Searches a Deterrent
Joyce Rich, personnel manager, said her firm uses the searches, which have occurred periodically for about eight months, as a deterrent.
"A lot of our competitors were doing drug testing, and we knew we had to have our program," Rich said. "This sounded like the best method to me because the others were being challenged in the courts. I've gotten a mostly positive response to this from our 300 employees. They really like the happy-go-lucky dogs."
No illegal drugs were found on the premises during Friday's search. If any had been found, Rich said, the employee in question could be asked to enroll in a counseling program or get other help.
Hewlett-Packard has, on occasion, hired the agency to conduct searches in some of their California sales offices. But George Glenday, general manager of the Western sales region, said he never authorizes a search until he hears a couple of complaints from employees concerned about colleagues using drugs.

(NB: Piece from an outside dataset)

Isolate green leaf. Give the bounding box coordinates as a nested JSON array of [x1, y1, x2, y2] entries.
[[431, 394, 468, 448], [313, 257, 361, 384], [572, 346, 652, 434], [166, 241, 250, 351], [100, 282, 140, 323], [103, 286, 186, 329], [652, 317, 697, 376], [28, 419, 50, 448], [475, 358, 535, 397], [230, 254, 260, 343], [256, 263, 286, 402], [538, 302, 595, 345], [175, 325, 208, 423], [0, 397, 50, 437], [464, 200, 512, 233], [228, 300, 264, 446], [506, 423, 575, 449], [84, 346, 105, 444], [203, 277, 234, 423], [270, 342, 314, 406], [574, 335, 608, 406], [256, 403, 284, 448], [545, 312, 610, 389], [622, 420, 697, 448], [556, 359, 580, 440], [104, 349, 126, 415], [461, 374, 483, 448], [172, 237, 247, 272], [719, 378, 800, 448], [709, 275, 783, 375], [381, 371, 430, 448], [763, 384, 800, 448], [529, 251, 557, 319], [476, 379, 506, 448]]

"It was important for us to find passive dogs," he said. "We didn't want threatening dogs around."
It may take a few hours to search a company. Miller said the fee for the searches can range from $75 to $150 an hour.
Another of Ameri-Canine's clients is the Southern California Rapid Transit District.
Jim Burgess, chief of the RTD's transit police, said the inspections are conducted in all of the company's divisions, and can take place once or twice a month.
Miller and Craven said they started the operation primarily because of their interest in battling the drug problem in schools.
Craven, the mother of a teen-age daughter, said she was concerned that drugs seem to be readily available at school.
Miller, who is a Los Angeles police officer, said she was interested in doing something outside her official capacity to fight drugs.
"When I get home, I hang up my gun and pick up my leash," she said. "I just felt I had to do something more."
She said the LAPD, although aware of her outside business, is not associated with her agency.